There’s no way the company could win at auction against three big portfolio applicants, she said.
Despite the company name, DotGreen Community’s application was not a “Community” application under ICANN rules and the only way out of contention was going to be private settlement or auction.
It also faced the uncertainty of Governmental Advisory Committee advice, which had classified the string as requiring extra safeguards for “consumer protection” purposes, causing indefinite delays.
It seems the final decision was financial — the cost of delays and an auction too much for the start-up to bear. It’s a pity really — there was some genuine enthusiasm for the cause behind this bid.
The .green gTLD will now go to which one of the remaining three applicants stumps up the most cash at auction.
More Extended Evaluation passes this week
Four new gTLD applications passed Extended Evaluation this week, and two that were stuck in Initial Evaluation finally made it through, ICANN just revealed.
The Extended Evaluation successes were DotPay’s application for .pay, Commercial Connect’s application for .shop, CompassRose.life’s application for .life and GED Domains’ application for .ged.
The dot-brands .adac (Allgemeiner Deutscher Automobil-Club) and .jio (Affinity Names) passed IE.
Commercial Connect is notable for being 2000-round applicant trying again.

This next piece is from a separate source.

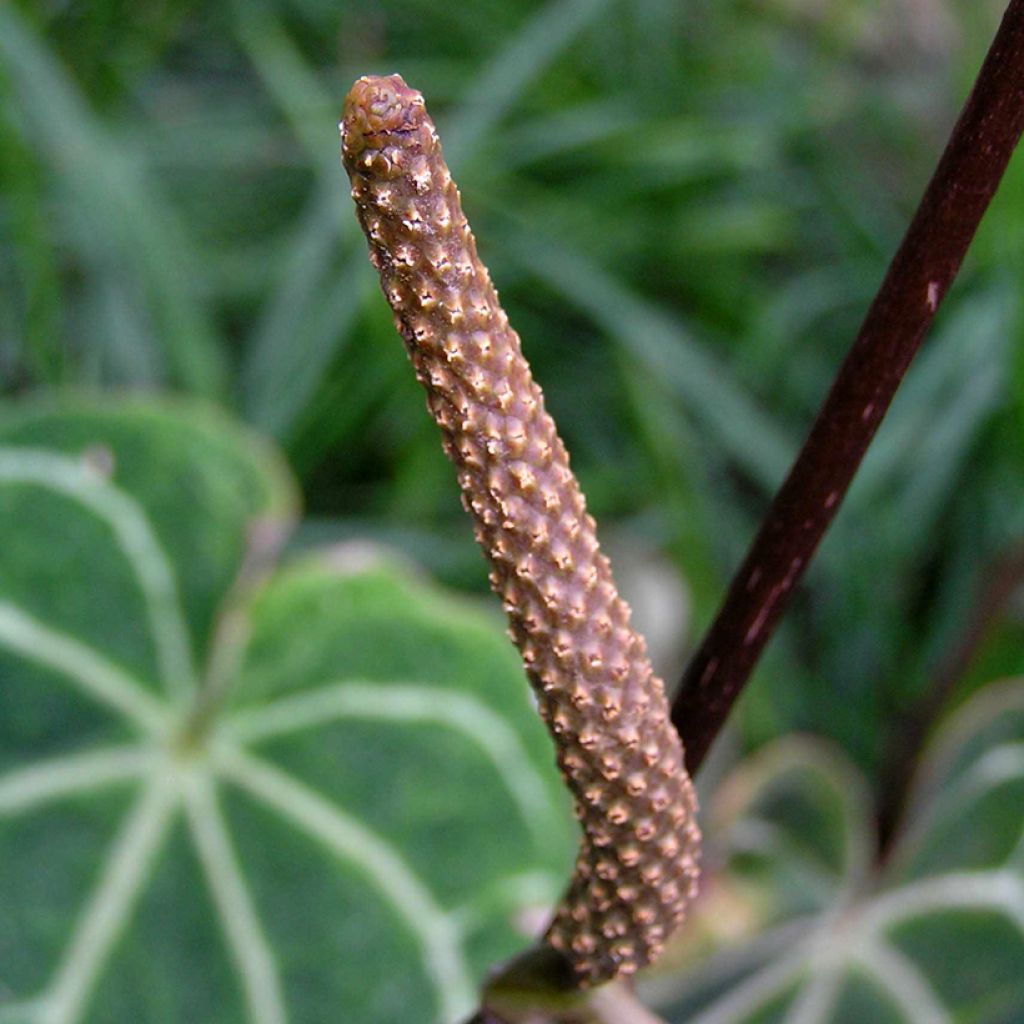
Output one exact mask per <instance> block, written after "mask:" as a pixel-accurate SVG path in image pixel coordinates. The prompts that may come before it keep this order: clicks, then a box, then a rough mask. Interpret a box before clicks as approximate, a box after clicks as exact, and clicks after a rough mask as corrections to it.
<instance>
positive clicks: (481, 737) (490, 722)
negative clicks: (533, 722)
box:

It failed on its technical evaluation first time through.
Third Bulgarian new gTLDs conference planned
Domain Forum, the Bulgarian new gTLDs conference, will run for a third time on November 1 in Sofia.
The one-day event, which will be free to attend and conducted in English, will have a focus this year on Cyrillic internationalized domain names, according to organizers.
Much of the agenda has yet to be finalized but confirmed speakers include consultant Stephane Van Gelder, Blacknight CEO Michele Neylon and Afilias business development director Francesco Cetraro.
Organizer UNINET also hopes to have an ICANN VP keynoting.
Domain Forum will take place at the National Palace of Culture in central Sofia.
Domain Name Association opens membership
The new Domain Name Association, which hopes to represent the interests of the domain name industry as a whole, has opened its doors to new members.
The DNA formed in January, named an interim board in April, and has spent the last several months conducting outreach and establishing its corporate structure, goals and membership rules.
Membership prices range from $1,000 to $50,000, with the make-up of the final board (estimated to be fewer than 20 directors) determined by which companies pay for the more expensive membership tiers.
Paying $50,000 will guarantee you a seat on the board, for example, while paying $5,000 makes your company eligible for, but not guaranteed, one of two reserved seats.
Speaking at the Digital Marketing & gTLD Strategy Congress in London two weeks ago, interim DNA chair Adrian Kinderis made no bones about the fact that the DNA is pay-to-play; it’s “not a democracy”.
It’s a trade group in the usual sense, in other words, borrowing nothing from ICANN’s multistakeholder model.
That said, ICANN CEO Fadi Chehade encouraged its creation and ICANN seems to generally support its goal.
That goal is to represent the entire domain name industry — registrars, registries, resellers, etc. Its mission statement is pretty succinct:
Promote the interest of the domain name industry by advocating the use, adoption, and expansion of domain names as the primary tool for users to navigate the Internet.
Promoting new gTLDs is its first priority.
The DNA operates two web sites: thedna.org for its members and whatdomain.org for internet end users.